Si uno se pone un caramelo en la boca y neutraliza el sabor amargo que pudo habernos dejado la Olimpiada de Londres, resulta que viéndolo bien nuestra participación con 36 atletas no estuvo mal. De la presencia minúscula de siempre, llegamos a un grupo relativamente numeroso, cuando el desfile de la ceremonia inaugural. Aquellas tres docenas de compatriotas constituían el número de quienes habían logrado marcas indispensables para llegar a Londres y competir a escala mundial. En el entendimiento que lo de Jefferson Pérez con sus medallas de oro y plata fueron hechos excepcionales, el que no hayamos logrado una de bronce en Londres no es como para tirarnos al suelo y golpear con los puños la tierra que nos vio nacer o nos adoptó. Es mi opinión. El afroecuatoriano Álex Quiñónez, séptimo entre los mejores velocistas del mundo, me lleva a la certidumbre que con el sueño tranquilo –solucionado el problema de la lucha por el pan de cada día–, y un buen entrenamiento, obtendrá una medalla en los juegos olímpicos de Brasil, luego de cuatro años.

Para este articulista, lego en la materia, al igual que el ecuatoriano del común, esa ‘mayoría silenciosa’, no hallo justificación para la barbaridad que significan las pugnas entre el Gobierno con su Ministerio del Deporte y el Comité Olímpico Ecuatoriano (COE), cuya autonomía debe respetarse pues forma parte del Comité Olímpico Internacional (COI).

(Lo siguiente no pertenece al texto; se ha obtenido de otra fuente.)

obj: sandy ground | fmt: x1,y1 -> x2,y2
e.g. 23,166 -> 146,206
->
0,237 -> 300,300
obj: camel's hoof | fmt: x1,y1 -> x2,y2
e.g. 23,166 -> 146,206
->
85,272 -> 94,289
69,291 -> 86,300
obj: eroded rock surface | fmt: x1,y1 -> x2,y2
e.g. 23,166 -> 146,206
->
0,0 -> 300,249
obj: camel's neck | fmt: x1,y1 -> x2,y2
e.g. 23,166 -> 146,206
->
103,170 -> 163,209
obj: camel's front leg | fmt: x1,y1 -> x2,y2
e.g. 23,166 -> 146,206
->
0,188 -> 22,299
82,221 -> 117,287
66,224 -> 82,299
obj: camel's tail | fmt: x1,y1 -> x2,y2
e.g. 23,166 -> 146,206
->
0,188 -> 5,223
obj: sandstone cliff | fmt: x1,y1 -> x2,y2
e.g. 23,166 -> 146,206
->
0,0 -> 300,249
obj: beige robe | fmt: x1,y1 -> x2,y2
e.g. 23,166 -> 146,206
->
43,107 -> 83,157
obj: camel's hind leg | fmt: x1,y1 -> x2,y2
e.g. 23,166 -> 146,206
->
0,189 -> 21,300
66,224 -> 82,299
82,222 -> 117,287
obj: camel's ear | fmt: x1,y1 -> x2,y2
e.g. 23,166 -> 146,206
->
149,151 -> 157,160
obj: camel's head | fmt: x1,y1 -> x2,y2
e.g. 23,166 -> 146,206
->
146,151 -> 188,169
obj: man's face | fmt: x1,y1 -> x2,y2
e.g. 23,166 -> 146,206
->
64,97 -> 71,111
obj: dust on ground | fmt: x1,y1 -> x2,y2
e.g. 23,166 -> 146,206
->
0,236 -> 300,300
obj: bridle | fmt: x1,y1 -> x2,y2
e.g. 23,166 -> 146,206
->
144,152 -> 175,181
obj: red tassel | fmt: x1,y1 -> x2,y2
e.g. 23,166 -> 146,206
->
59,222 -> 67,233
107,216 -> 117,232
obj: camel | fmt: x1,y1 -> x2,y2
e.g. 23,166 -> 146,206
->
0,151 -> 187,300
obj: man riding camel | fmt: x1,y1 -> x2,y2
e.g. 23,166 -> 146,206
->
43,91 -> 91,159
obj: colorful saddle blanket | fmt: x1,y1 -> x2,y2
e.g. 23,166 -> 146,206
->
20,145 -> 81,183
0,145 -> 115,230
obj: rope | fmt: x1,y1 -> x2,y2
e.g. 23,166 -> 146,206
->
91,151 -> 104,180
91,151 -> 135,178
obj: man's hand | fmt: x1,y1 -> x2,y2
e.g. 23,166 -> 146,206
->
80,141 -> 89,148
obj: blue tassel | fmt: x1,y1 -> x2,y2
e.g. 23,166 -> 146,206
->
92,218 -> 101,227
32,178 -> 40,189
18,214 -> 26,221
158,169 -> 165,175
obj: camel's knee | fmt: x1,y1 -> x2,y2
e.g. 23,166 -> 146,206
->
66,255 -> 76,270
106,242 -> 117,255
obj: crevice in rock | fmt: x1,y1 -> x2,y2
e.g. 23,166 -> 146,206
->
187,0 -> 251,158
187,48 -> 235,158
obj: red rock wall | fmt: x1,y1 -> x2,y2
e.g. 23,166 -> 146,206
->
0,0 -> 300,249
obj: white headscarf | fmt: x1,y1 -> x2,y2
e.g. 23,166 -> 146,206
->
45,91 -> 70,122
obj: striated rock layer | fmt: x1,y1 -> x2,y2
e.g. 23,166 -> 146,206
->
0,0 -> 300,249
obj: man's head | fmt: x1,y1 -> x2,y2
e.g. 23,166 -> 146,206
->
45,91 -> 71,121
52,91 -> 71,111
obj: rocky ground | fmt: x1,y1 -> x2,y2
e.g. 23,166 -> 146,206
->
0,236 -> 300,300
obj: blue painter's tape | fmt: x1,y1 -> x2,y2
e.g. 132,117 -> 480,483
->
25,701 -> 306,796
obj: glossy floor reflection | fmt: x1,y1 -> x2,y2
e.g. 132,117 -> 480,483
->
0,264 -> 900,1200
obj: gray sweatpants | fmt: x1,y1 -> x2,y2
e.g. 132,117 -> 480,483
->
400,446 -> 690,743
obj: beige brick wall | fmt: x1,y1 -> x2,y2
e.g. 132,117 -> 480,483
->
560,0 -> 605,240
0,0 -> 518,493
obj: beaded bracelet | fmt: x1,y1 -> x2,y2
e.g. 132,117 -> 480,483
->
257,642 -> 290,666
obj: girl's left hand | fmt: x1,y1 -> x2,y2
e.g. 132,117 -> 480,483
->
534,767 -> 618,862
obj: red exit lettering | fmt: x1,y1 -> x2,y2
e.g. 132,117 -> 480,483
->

Si es verdad que el COE recibe una asignación del COI, carece de sentido que el Gobierno escatime recursos económicos, indispensables para que su Centro Olímpico de Alto Rendimiento (COAR) apunte a la excelencia. Según tengo entendido, llegan al COAR los atletas de élite que vayan siendo identificados como tales por el Ministerio del Deporte en sus centros provinciales que son a los que acudirán en primera instancia quienes desde temprano deciden que lo suyo es uno de los tantos deportes. Serán los pupilos del COAR quienes participarán en los eventos continentales hasta llegar a los próximos juegos olímpicos mundiales. No se me escapa que la secuencia descrita resulta muy sucinta. Lo que nadie cuestionará es que el Mi-nisterio del Deporte y el COE- COAR son entes que se complementan y están para potenciarse.

Todo quedará en el limbo de no haber voluntad política, lo cual supone disponer de importantes recursos económicos para contratar entrenadores calificados y cubrir otros grandes rubros. Voluntad no faltará, creo yo. Si no se produce el desplome de los precios del petróleo y si a este portento se suma la eliminación de subsidios irracionales, contaremos con las palancas que nos permitan llegar a Brasil con mejores posibilidades. En cuanto a capital humano, al igual que en el fútbol, serán los afroecuatorianos los que más contribuyan a que nuestros sueños se hagan realidad.